ADVIES 35.981/2 VAN DE AFDELING WETGEVING VAN DE RAAD VAN STATE De Raad van State, afdeling wetgeving, tweede kamer, op 10 oktober 2003 door de Vice-Eerste Minister en Minister van Binnenlandse Zaken verzocht hem, binnen een termijn van dertig dagen, van advies te dienen over een ontwerp van koninklijk besluit « tot vaststelling van de taaltrappen van de federale politie en van de algemene inspectie van de federale politie en van de lokale politie, met het oog op de toepassing van artikel 43ter van de wetten op het gebruik van de talen in bestuurszaken, gecoordineerd op 18 juli 1966 », heeft op 5 november 2003 het volgende advies gegeven : Aangezien de adviesaanvraag is ingediend op basis van artikel 84, § 1, eerste lid, 1°, van de gecoördineerde wetten op de Raad van State, zoals het is vervangen bij de wet van 2 april 2003, beperkt de afdeling Wetgeving overeenkomstig artikel 84, § 3, van de voornoemde gecoördineerde wetten, haar onderzoek tot de rechtsgrond van het ontwerp, de bevoegdheid van de steller van de handeling en de te vervullen voorafgaande vormvereisten.

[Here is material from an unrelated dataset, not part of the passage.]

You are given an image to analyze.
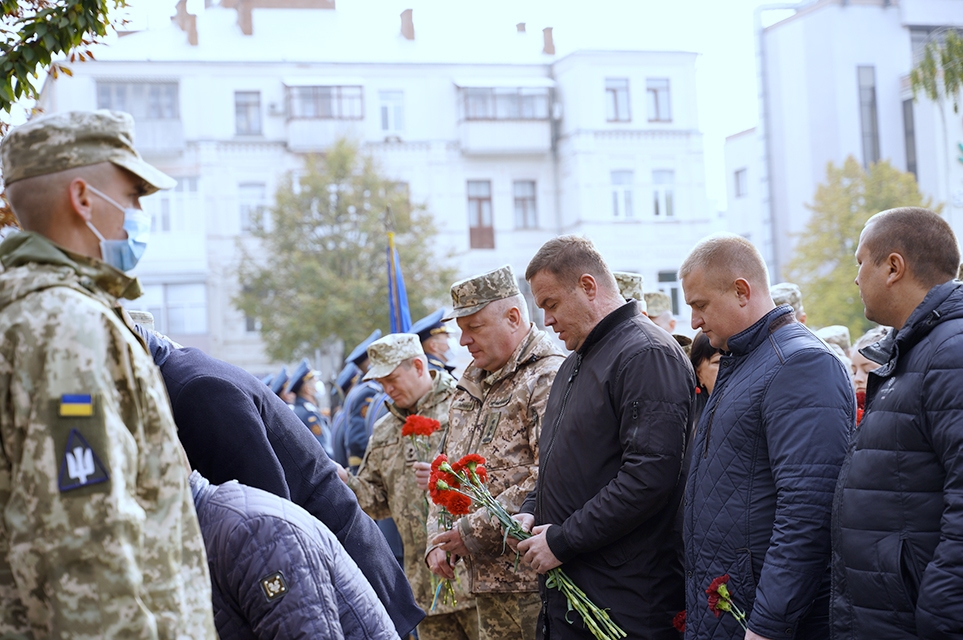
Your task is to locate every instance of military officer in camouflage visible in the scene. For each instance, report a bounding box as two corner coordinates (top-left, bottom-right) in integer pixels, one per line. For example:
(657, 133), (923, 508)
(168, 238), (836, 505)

Wat deze drie punten betreft, geeft het ontwerp aanleiding tot de volgende opmerkingen.

Aanhef In het achtste lid van de aanhef wordt vermeld dat voldaan is aan de voorschriften van artikel 54, tweede lid, van de wetten op het gebruik van de talen in bestuurszaken, gecoördineerd op 18 juli 1966. Deze bepaling schrijft voor dat de erkende vakorganisaties worden geraadpleegd over de maatregelen ter uitvoering van de voormelde gecoördineerde wetten die, zoals het ontworpen besluit, rechtstreeks betrekking hebben op de rechtspositie van het personeel.

In de aanhef behoort melding te worden gemaakt van de gegevens waaruit blijkt dat de formaliteit is vervuld en niet van de regel die de formaliteit oplegt.

Volgens de aan de Raad van State verstrekte inlichtingen is het ontworpen besluit voorgelegd aan de representatieve vakorganisaties bij brief van 6 juni 2003, waarbij ze worden verzocht hun advies mee te delen. Geen van die organisaties zou evenwel een advies hebben uitgebracht.

Die gegevens behoren te worden vermeld in de aanhef.

Dispositief Artikel 2 Artikel 2 verleent terugwerkende kracht aan het ontworpen besluit tot 31 december 2002.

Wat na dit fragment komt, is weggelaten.